Janna Chapman, a rising senior and dual degree student in Geographical Sciences and Environmental Science and Technology, has received a $10,000 United States Geospatial Intelligence Foundation (USGIF) Evona Scholarship for Diversity in STEM for the 2022-23 academic year. The highly competitive scholarship, awarded to only one student each year, aims to support an undergrad from a diverse gender and racial background pursuing a geospatial, data science, or space-focused degree.
“Earning this scholarship solidifies the strength of my knowledge and competence in the geospatial field,” said Chapman, who is interested in using GIS to investigate the spatial patterns and inequalities associated with various climate change-induced effects. “Knowing that top people in the industry feel that I am worthy of this scholarship makes me feel that I will be able to succeed in the future.”
The scholarship announcement capped the end of a busy summer for Chapman—a recently named Philip Merrill Presidential Scholar—who worked as a research assistant with GEOG Assistant Professor Taylor Oshan through the College of Agriculture and Natural Resources’ Summer Opportunities for Agricultural Research and the Environment (SOARE) NSF REU program. Chapman used GIS to determine the correlations between accessibility to green spaces and selected demographic groups in New York City.
“Urban green spaces provide many benefits but are often unequally accessible in cities,” explained Chapman. “The maps produced by this research can be used to establish if urban green spaces are unequally distributed, and if they are, where the best locations are to increase urban green spaces and accessibility.”

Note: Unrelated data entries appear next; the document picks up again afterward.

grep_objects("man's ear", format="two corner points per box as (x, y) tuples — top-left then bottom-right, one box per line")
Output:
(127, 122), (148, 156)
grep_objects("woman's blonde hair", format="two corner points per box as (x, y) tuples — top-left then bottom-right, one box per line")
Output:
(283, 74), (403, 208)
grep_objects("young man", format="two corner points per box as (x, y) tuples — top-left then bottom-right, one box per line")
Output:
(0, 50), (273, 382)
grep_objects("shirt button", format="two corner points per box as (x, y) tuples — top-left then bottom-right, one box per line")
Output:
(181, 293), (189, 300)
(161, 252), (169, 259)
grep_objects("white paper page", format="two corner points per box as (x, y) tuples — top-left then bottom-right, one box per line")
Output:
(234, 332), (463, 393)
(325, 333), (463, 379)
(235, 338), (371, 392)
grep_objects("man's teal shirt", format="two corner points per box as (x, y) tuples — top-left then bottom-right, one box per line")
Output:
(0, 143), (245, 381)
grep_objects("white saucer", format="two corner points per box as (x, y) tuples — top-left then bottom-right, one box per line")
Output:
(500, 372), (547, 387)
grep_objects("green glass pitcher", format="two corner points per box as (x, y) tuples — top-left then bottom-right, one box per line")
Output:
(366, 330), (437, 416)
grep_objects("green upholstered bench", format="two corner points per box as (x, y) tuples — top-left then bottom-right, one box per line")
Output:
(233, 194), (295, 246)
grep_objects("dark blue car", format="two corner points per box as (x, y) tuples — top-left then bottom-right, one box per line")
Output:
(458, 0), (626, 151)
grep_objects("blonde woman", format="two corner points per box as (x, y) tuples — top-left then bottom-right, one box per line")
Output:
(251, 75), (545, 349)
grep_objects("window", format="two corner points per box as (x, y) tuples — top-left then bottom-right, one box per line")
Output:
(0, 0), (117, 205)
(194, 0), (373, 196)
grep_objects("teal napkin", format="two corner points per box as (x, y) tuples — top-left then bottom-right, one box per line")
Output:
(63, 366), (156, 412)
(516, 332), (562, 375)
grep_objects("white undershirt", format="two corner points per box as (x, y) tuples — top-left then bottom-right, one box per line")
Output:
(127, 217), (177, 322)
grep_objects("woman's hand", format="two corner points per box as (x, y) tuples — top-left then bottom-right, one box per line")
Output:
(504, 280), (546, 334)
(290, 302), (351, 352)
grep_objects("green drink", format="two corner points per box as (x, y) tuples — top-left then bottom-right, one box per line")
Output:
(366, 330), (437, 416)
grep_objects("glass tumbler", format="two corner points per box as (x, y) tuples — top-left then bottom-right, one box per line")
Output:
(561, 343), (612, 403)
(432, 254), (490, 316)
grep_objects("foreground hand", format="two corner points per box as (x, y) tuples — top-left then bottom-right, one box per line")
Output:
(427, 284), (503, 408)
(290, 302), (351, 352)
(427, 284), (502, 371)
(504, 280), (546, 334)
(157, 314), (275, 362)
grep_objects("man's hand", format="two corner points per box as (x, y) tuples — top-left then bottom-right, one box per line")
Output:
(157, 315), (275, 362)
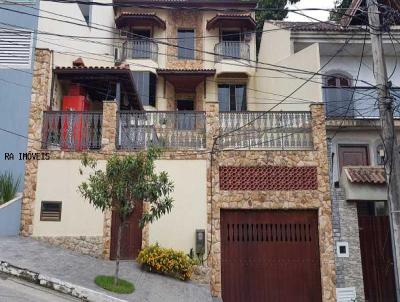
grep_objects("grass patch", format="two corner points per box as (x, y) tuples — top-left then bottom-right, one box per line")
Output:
(94, 275), (135, 294)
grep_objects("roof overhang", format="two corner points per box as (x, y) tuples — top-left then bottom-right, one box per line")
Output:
(206, 14), (256, 30)
(115, 13), (166, 29)
(113, 0), (257, 9)
(54, 66), (143, 110)
(157, 68), (215, 93)
(340, 166), (387, 201)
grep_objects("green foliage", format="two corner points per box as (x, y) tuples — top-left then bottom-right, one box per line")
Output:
(255, 0), (300, 50)
(94, 275), (135, 294)
(137, 244), (197, 281)
(329, 0), (353, 21)
(0, 172), (20, 204)
(78, 147), (174, 227)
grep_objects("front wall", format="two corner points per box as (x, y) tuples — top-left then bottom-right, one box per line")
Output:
(149, 160), (207, 254)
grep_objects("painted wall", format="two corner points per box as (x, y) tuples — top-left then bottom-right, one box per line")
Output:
(0, 194), (22, 236)
(149, 160), (207, 254)
(32, 159), (208, 255)
(0, 2), (39, 187)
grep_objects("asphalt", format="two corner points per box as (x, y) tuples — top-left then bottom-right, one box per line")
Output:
(0, 237), (213, 302)
(0, 275), (80, 302)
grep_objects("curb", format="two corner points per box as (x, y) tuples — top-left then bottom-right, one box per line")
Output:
(0, 260), (128, 302)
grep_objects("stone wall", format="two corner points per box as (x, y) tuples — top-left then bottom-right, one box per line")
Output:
(34, 236), (103, 258)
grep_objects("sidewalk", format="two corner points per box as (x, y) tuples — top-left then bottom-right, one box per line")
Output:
(0, 237), (213, 302)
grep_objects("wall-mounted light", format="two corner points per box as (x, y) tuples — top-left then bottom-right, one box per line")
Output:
(377, 144), (385, 165)
(195, 229), (205, 256)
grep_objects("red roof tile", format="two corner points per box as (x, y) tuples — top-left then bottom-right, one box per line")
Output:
(344, 166), (386, 184)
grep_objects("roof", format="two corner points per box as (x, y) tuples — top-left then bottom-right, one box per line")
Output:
(344, 166), (386, 184)
(271, 21), (365, 32)
(156, 68), (216, 75)
(115, 13), (166, 29)
(206, 14), (256, 30)
(113, 0), (257, 8)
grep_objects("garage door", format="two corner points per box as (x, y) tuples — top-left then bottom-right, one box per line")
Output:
(221, 210), (322, 302)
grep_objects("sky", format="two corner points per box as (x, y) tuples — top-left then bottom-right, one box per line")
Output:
(286, 0), (337, 22)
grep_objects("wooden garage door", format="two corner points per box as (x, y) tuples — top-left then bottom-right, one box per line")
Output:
(221, 210), (322, 302)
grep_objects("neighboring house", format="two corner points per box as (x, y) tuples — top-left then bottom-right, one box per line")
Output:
(0, 0), (39, 187)
(272, 1), (400, 300)
(21, 0), (337, 301)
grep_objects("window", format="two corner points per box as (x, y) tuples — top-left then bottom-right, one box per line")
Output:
(132, 71), (156, 107)
(40, 201), (62, 221)
(0, 29), (32, 67)
(218, 84), (247, 111)
(323, 74), (353, 117)
(78, 0), (92, 26)
(177, 29), (195, 60)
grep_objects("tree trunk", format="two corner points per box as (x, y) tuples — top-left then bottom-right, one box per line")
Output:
(114, 222), (122, 286)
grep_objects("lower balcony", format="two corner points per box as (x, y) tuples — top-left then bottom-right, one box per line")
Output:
(41, 111), (103, 150)
(117, 111), (206, 150)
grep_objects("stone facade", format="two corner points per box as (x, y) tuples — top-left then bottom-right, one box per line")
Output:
(34, 236), (103, 258)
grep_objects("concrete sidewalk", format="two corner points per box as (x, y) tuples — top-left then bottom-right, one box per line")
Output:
(0, 237), (212, 302)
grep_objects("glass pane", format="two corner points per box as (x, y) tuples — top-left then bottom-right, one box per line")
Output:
(235, 85), (247, 111)
(218, 85), (230, 111)
(178, 30), (194, 60)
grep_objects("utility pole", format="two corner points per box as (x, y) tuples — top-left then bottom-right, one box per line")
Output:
(367, 0), (400, 300)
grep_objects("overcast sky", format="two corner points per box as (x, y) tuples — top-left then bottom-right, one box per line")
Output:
(286, 0), (336, 22)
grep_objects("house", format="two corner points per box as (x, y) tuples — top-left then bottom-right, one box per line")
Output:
(0, 0), (39, 185)
(21, 0), (336, 300)
(272, 0), (400, 300)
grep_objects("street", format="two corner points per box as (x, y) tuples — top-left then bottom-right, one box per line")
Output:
(0, 274), (80, 302)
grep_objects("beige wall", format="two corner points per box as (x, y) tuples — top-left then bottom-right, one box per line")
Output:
(33, 159), (207, 254)
(33, 160), (106, 237)
(149, 160), (207, 254)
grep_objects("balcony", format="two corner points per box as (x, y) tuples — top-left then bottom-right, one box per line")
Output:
(117, 111), (206, 150)
(214, 41), (250, 62)
(41, 111), (103, 150)
(323, 87), (400, 119)
(219, 111), (313, 150)
(122, 40), (158, 63)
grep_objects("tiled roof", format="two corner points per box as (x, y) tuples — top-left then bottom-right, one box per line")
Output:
(344, 166), (386, 184)
(271, 21), (365, 32)
(115, 13), (166, 29)
(207, 13), (256, 30)
(157, 68), (216, 73)
(55, 66), (130, 70)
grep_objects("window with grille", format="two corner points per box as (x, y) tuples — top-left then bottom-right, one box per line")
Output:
(0, 29), (33, 67)
(177, 29), (195, 60)
(40, 201), (62, 221)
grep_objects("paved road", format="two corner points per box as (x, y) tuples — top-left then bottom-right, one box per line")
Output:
(0, 275), (80, 302)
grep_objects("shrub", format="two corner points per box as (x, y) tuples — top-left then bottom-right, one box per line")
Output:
(137, 244), (196, 281)
(0, 172), (20, 205)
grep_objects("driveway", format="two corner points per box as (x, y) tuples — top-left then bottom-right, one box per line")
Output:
(0, 237), (212, 302)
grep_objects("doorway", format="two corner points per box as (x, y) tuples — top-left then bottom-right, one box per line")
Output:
(176, 99), (195, 130)
(338, 145), (369, 174)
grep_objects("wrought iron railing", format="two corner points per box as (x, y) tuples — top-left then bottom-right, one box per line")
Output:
(117, 111), (206, 150)
(41, 111), (103, 150)
(214, 41), (250, 62)
(122, 39), (158, 62)
(219, 111), (313, 150)
(323, 87), (400, 118)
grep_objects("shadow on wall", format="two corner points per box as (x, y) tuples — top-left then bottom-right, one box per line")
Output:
(0, 193), (22, 236)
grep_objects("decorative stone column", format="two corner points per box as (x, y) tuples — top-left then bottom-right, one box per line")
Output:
(21, 49), (52, 236)
(205, 100), (219, 150)
(101, 101), (117, 152)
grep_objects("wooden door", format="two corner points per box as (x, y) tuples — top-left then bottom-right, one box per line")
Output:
(358, 203), (396, 302)
(221, 210), (322, 302)
(110, 201), (143, 260)
(338, 145), (369, 173)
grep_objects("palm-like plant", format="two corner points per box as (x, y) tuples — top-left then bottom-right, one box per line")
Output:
(0, 172), (20, 204)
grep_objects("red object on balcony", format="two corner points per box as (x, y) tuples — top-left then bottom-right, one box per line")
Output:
(61, 85), (89, 150)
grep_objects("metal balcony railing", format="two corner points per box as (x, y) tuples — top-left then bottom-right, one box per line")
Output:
(214, 41), (250, 62)
(41, 111), (103, 150)
(323, 87), (400, 118)
(117, 111), (206, 150)
(219, 111), (313, 150)
(122, 39), (158, 62)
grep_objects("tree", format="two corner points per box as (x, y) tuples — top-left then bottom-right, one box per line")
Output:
(255, 0), (300, 48)
(78, 147), (174, 285)
(329, 0), (353, 21)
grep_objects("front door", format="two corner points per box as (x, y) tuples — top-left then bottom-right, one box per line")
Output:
(358, 202), (396, 302)
(176, 99), (194, 130)
(221, 210), (322, 302)
(338, 145), (369, 174)
(110, 201), (143, 260)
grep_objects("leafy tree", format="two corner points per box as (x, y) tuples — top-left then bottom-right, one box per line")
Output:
(79, 147), (174, 285)
(255, 0), (300, 48)
(329, 0), (353, 21)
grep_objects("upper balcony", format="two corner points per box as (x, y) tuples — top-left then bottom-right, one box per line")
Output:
(122, 40), (158, 63)
(215, 41), (250, 62)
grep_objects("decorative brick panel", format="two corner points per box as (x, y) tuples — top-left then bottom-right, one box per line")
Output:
(219, 166), (318, 191)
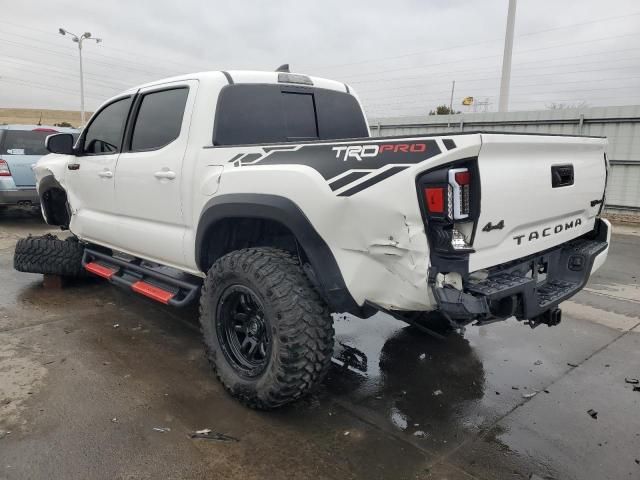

In addition to her summer REU, Chapman has quite a bit of research experience under her belt. As a freshman and sophomore, she participated in the Sustainability Analytics stream of the First-Year Innovation and Research Experience (FIRE) program and as a junior she interned with World Resources Institute’s (WRI) Global Forest Watch where she managed training data collection for machine learning algorithms that were used to classify drivers of deforestation.
Following the completion of her bachelor’s degrees next spring, Chapman plans to continue working with Oshan as she pursues her M.S. in geographical sciences as a combined B.S./M.S. student. After that, she hopes to work as a geospatial analyst at an environmental organization such as the EPA or WRI, and ultimately, pursue a Ph.D. in the geographical sciences.
“I love the geographical sciences and hope for more people who look like me to feel included in this field,” said Chapman.